Kommentare zu Kibiz: Noch läuft nicht alles nach Plan

 

v.d. Weidenv.d. Weidenam 18.04.09via Aachener Zeitungsverlag


Wer hat uns verraten? Sozialdemokraten!
Was macht die CDU? Sie guckt zu!

B.Kloubert ABSB.Kloubert ABSam 15.04.09via Aachener Zeitungsverlag


Über Kibiz hat NRW-Familienminister Laschet die Personalkosten gesenkt und tritt den älteren Fachkräften in den "Allerwertesten", damit auch noch in der Zukunft deren Rentenansprüche sinken und die Staatskasse Entlaßtung findet. Herzlichen Glückwunsch! Wann senkt er diese bei sich selbst und den hörigen Amtsleitern? Aber viel schlimmer ist noch, dass ebenfalls über ein Hintertürchen die Elternbeiträge ins Uferlose steigen. Kaiser Wilhelms Schulgeld läßt grüßen! Geringversiener haben somit keine Möglichkeit an der Bildungsvergabe für ihre Kinder von Anfang an teilzunehmen, wollen Sie nicht vor den Ämtern "ausziehen" und so zu sagen den Offenbarungseid leisten. Herr Minister, dass was Sie da auf die Fachkräfte, Eltern und Kinder losgelassen haben, ist einem christlichen Politiker unwürdig.

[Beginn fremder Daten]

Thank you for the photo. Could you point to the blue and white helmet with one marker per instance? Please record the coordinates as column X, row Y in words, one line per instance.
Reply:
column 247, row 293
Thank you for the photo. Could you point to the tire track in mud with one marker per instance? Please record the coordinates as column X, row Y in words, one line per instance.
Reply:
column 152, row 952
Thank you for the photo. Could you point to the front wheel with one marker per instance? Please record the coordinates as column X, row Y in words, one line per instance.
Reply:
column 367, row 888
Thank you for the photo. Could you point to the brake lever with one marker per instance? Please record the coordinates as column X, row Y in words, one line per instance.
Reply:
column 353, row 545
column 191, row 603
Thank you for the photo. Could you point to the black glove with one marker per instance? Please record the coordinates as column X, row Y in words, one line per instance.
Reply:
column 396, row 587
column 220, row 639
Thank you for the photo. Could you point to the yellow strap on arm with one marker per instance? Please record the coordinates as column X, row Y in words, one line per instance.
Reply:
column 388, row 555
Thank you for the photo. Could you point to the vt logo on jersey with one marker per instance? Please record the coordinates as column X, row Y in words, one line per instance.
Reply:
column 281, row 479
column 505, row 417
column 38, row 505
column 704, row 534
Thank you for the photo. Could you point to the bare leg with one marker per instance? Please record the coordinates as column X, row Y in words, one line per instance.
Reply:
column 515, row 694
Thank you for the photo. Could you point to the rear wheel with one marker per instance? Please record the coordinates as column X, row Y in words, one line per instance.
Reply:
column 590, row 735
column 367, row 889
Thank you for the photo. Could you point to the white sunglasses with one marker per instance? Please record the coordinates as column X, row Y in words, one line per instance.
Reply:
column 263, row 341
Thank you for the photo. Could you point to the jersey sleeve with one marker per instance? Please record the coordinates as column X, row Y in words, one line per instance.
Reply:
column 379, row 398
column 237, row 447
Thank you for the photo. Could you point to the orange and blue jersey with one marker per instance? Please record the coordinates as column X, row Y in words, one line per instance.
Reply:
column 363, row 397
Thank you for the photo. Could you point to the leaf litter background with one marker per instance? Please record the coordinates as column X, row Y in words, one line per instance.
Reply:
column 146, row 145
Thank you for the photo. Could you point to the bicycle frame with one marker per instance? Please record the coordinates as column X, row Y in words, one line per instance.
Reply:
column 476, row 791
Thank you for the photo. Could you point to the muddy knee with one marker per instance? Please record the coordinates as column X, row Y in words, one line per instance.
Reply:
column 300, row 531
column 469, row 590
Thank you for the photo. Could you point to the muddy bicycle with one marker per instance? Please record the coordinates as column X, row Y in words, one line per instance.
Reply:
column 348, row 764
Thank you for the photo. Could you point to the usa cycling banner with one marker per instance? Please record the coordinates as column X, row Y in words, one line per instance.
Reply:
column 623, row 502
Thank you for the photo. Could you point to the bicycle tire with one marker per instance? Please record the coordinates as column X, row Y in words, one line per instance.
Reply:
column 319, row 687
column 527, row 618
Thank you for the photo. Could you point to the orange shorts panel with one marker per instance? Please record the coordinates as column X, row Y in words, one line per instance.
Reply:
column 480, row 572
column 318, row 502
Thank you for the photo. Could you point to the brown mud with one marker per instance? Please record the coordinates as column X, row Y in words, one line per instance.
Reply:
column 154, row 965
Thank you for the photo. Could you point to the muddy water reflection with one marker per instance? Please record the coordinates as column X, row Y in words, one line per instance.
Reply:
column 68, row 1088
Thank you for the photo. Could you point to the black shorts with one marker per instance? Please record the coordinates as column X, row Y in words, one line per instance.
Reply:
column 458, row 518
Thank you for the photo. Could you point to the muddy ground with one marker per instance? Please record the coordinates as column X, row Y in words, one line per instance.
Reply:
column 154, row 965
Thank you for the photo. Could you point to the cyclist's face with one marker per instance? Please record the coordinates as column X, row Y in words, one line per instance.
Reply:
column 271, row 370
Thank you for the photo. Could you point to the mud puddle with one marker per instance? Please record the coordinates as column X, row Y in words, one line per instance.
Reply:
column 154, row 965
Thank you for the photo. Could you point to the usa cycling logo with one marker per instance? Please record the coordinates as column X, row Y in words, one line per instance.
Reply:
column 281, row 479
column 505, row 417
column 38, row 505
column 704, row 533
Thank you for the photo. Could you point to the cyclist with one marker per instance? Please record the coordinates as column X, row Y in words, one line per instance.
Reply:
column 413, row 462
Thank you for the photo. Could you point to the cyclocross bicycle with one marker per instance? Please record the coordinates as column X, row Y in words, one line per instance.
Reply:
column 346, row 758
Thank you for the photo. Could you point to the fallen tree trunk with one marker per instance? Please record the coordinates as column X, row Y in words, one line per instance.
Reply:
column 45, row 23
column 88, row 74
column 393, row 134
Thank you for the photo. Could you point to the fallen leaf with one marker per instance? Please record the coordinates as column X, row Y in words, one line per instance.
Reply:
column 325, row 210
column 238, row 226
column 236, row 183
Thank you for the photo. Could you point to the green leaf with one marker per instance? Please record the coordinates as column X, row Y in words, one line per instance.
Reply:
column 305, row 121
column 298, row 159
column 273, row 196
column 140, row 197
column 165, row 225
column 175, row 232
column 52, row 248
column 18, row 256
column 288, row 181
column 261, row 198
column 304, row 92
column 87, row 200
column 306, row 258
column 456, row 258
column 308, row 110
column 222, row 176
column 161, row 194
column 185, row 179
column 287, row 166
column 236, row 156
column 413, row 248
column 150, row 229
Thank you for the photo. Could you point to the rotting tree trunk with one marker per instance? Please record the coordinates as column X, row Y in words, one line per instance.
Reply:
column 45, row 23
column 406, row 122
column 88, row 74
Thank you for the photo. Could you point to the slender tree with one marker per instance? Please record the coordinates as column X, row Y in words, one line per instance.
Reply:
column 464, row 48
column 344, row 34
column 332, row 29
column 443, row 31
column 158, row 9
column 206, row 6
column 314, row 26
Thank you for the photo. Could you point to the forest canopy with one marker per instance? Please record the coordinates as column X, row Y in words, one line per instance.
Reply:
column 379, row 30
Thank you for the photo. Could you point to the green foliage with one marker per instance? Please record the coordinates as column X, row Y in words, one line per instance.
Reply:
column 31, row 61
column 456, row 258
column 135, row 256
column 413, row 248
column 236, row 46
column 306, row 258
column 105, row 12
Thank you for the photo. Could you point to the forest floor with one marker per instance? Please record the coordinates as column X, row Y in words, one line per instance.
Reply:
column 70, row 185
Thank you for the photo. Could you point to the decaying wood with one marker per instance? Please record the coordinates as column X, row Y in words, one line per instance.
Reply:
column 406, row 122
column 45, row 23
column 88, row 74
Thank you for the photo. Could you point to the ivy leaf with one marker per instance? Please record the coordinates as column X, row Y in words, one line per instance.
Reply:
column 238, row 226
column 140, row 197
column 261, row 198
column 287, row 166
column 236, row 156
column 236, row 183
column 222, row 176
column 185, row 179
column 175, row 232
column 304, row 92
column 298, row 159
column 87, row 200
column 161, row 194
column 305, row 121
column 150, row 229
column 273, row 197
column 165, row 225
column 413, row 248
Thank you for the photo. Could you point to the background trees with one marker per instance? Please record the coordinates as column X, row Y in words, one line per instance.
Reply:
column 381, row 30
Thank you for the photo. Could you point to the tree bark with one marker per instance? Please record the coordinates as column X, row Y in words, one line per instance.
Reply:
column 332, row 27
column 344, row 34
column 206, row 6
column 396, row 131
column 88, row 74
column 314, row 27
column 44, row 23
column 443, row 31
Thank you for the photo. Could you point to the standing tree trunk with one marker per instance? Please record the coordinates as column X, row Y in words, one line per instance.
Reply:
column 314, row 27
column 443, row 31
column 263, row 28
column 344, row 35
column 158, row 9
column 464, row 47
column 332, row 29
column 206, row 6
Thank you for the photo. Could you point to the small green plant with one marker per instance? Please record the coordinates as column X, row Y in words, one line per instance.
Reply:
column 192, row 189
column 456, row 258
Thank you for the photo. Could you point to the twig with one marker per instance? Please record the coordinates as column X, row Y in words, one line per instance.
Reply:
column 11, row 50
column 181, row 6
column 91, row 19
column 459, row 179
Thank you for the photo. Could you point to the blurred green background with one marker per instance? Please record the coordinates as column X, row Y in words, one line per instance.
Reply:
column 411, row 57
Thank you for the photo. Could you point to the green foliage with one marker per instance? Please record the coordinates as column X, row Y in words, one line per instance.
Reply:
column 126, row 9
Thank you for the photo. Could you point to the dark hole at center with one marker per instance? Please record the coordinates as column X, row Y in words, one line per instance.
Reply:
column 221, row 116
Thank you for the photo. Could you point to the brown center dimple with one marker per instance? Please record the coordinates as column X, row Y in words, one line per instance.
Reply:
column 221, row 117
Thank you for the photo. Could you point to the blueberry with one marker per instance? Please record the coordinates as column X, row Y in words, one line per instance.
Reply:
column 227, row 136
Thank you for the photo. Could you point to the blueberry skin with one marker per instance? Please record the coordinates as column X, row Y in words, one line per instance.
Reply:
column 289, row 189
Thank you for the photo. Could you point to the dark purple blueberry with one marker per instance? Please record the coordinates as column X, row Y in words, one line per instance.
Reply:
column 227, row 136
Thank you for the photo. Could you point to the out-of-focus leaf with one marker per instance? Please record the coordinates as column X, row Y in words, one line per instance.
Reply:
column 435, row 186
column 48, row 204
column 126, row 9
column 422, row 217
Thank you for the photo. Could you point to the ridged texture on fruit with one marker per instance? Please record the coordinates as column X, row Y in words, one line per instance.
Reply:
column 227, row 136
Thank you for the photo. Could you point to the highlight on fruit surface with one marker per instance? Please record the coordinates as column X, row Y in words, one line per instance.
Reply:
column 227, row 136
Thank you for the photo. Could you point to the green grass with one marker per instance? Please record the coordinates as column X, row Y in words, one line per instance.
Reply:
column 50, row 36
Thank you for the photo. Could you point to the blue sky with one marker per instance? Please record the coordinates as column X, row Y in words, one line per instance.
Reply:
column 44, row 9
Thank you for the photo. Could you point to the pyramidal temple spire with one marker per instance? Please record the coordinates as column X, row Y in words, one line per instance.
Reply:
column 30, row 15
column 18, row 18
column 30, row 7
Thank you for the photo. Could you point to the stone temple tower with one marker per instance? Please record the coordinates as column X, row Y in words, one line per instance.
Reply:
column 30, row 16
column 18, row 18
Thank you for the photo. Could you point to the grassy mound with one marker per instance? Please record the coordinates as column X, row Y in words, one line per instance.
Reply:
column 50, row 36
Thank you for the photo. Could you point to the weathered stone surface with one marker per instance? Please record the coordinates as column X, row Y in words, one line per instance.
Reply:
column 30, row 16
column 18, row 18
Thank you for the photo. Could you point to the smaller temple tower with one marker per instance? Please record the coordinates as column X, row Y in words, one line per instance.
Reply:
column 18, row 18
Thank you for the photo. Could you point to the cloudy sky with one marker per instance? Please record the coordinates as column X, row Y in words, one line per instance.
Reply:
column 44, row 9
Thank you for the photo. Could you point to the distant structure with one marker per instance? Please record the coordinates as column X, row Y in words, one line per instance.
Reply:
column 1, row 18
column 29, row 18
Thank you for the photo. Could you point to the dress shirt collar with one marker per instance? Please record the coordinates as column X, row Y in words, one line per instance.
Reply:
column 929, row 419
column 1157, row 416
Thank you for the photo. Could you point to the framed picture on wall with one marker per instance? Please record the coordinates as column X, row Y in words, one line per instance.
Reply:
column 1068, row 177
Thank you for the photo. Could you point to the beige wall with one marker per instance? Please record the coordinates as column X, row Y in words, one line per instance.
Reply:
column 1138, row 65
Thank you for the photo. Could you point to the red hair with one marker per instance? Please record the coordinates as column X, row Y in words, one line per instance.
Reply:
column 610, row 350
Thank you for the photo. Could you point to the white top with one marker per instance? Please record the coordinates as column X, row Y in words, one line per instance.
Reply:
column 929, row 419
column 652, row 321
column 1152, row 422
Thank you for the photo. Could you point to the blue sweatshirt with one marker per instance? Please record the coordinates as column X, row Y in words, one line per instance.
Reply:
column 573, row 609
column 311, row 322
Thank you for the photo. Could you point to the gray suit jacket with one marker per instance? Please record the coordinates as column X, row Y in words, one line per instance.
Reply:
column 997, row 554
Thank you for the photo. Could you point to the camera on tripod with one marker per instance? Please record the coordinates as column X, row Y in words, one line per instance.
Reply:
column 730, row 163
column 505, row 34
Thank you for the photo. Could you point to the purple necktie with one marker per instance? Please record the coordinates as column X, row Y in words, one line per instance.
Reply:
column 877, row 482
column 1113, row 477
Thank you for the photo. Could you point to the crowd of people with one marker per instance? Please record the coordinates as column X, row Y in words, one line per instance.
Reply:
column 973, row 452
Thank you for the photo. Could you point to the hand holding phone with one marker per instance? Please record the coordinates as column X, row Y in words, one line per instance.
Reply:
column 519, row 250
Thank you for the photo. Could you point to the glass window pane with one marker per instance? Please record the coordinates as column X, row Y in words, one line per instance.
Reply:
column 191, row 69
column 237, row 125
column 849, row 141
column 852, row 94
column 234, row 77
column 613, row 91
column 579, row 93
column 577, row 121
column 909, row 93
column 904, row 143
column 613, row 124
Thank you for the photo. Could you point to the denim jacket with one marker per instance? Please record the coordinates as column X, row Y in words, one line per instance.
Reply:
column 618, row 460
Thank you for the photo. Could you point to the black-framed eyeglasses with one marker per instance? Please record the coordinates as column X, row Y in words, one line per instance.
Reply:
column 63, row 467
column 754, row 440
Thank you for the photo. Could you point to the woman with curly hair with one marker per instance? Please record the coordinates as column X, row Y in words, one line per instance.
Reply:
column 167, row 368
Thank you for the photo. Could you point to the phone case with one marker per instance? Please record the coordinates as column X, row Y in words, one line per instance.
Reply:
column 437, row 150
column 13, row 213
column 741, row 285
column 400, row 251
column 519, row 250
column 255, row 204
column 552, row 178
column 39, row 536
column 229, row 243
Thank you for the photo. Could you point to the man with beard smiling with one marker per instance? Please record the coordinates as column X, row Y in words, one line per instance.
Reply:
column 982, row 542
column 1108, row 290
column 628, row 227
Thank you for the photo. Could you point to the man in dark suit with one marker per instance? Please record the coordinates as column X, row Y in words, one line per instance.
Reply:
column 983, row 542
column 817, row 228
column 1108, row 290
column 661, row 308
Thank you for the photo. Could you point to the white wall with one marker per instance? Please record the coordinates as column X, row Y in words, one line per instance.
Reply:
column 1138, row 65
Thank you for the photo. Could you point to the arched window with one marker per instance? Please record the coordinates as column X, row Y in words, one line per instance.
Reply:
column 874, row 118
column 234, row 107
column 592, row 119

Basta!!!
Wenn 7 Elternteile einen Krippen-Verein (e.V.)gründen, 2 Wohnungen a 100qm anmieten, ausgebildete Fachkräfte anstellen (die z.B. vom Bistum Aachen "freigestezt" wurden), dann hat der Staat die doppelte Arschkarte. Ist dies deutlich genug, Herr Minister!

KonfuziusKonfuziusam 15.04.09via Aachener Zeitungsverlag


Und es sind noch immer keine vernünftigen Lösungen für die Kinderpfleger/in gefunden.
Es geht wie immer auf Kosten der schwächsten.
Hoffentlich werden diese sich bei den anstehenden Wahlen erinnern, wem sie das zu verdanken haben.